The Power of Three: The Odd Combination of Hip Hop and Metal


Kerry Naylor

Three hip-hop and metal collaborations.

Eli Vaglica, Staff Writer

Rap and metal have always been thought to be completely opposing genres, but is that really the case? If you’ve ever listened to bands like Public Enemy and Rage Against The Machine, then you’d know that there was a time where rap and metal artists would collaborate to make a combination of this music or a singular group would combine these two genres of music. Both the groups took a stand in fighting for justice and the destruction of the evil empire that the media and corporations had become. From the late 80s into the 90, this music wasn’t always considered decent music, but it existed. Even though not everyone knew these bands, they’d become pretty well known throughout the next century.

She Watch Channel Zero – Public Enemy

Public Enemy/YouTube

The sample of a guitar riff in this song is actually from Slayer’s “Angel of Death.” Public Enemy was a hip hop group consisting of Chuck D., Flavor Flav and other hip hop artists. What do these two completely different artists have in common? They were both signed to Def Jam records around the 80s and 90s. This wasn’t exactly a collaboration, but it would be really easy for Def Jam to make this genre match up as they would sign different genres to their label unlike labels today that are only set up to sell a certain genre of music. Modernly, Def Jam mainly signs more well-known pop and hip hop acts.

Bring The NoisePublic Enemy with Anthrax

Public Enemy/YouTube

This was a collaboration between Public Enemy and Anthrax. Anthrax was probably one of the more liked thrash metal bands on the scene, they were considered one of the Big 4 (the others being Metallica, Slayer and Megadeth.) Public Enemy was, however, a hip hop grouping. They not only produced 1 song with parts of it coming from a metal band, but they also collaborated with a metal band. Two genres that people liked or were starting to like, coming together in one song. That’s a smart move for a record label in my opinion. It would make a little more sense for these two to come together musically as thrash metal is fast and Public Enemy’s verses could be quick enough to match the beats.

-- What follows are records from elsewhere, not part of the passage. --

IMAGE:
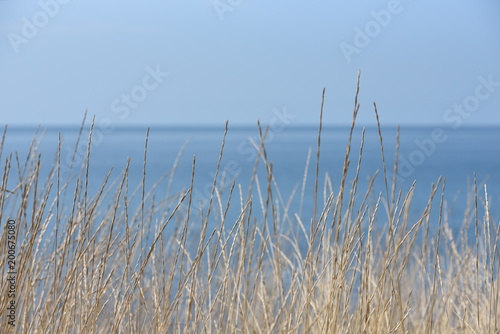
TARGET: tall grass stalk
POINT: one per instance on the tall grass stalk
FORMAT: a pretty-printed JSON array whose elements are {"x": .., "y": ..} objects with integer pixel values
[{"x": 103, "y": 264}]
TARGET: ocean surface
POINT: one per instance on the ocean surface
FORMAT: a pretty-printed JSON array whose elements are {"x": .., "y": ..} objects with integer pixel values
[{"x": 425, "y": 153}]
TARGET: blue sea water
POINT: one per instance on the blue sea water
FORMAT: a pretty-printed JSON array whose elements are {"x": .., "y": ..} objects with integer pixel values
[{"x": 425, "y": 153}]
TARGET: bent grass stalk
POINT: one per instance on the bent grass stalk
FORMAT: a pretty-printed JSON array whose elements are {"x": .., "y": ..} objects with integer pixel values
[{"x": 103, "y": 263}]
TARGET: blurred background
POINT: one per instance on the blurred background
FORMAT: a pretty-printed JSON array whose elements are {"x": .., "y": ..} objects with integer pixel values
[{"x": 207, "y": 61}]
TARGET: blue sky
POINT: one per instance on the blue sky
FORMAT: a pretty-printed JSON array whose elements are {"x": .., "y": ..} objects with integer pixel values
[{"x": 205, "y": 61}]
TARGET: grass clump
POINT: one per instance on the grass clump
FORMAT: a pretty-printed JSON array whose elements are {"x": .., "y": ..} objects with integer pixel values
[{"x": 100, "y": 263}]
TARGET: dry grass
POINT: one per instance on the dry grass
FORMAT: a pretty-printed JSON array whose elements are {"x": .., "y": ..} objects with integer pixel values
[{"x": 86, "y": 265}]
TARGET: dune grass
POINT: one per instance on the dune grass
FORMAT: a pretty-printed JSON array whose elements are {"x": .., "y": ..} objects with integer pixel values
[{"x": 95, "y": 263}]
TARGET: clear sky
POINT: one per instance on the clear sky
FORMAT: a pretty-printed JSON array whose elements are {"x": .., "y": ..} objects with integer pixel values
[{"x": 205, "y": 61}]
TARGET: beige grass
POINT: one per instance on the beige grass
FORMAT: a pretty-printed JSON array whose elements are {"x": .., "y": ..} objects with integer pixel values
[{"x": 97, "y": 271}]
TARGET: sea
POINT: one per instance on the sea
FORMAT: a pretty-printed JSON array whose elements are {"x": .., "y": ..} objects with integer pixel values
[{"x": 425, "y": 154}]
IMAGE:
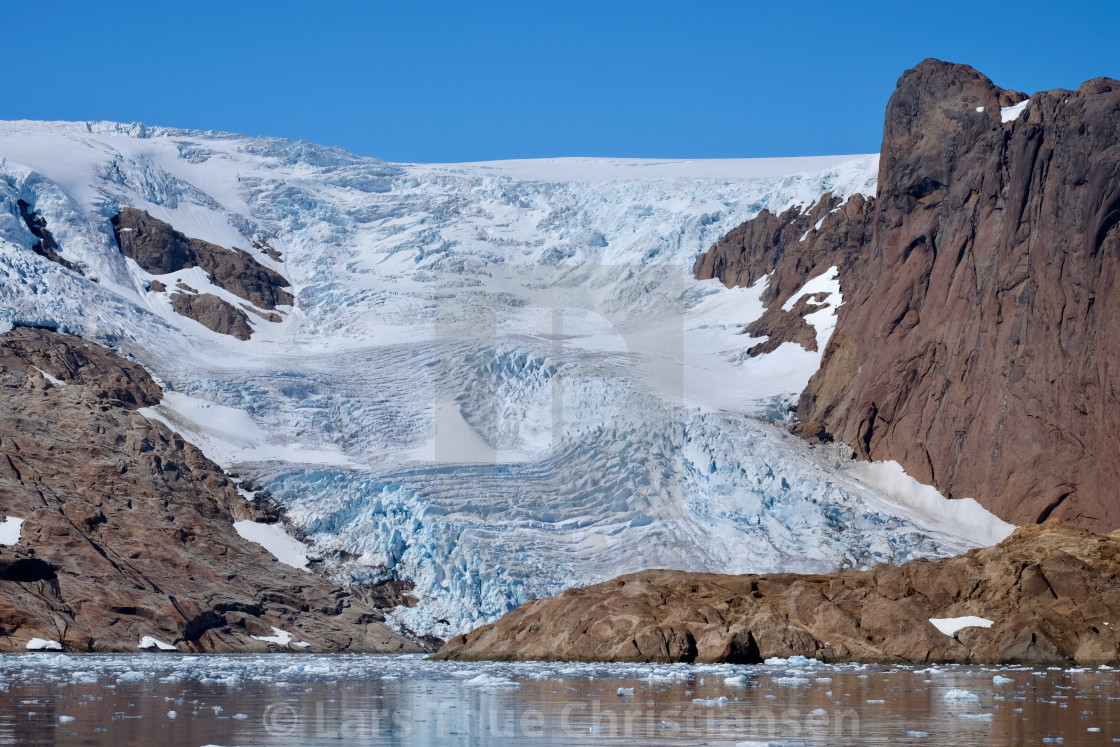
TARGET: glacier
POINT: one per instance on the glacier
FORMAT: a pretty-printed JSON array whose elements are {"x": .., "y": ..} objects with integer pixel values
[{"x": 498, "y": 380}]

Down RodeoRage Against The Machine

Rage Against the Machine/YouTube

Rodeo Drive is an upscale are in Los Angeles, this is what the song refers to by going down Rodeo Drive. The meaning is about how the poor should rise up against the rich rather that fight, kill and destroy each other and poor communities. There’s a line that goes: “So make a move and plead the fifth ’cause ya can’t plead the first.” This is about the 5th and 1st amendments because in a court you would normally plead the fifth, which states things about self-incrimination or silencing yourself so you don’t get in trouble. However, this is saying basically you should plead the fifth because you can’t tell the court your crime was freedom of expression, religion, speech or the right to peacefully assemble. That’s rough. As influential as these artists are as musicians, their contributions to the general awareness of less fortunate people will continue to change the hearts and minds of people for a long time to come.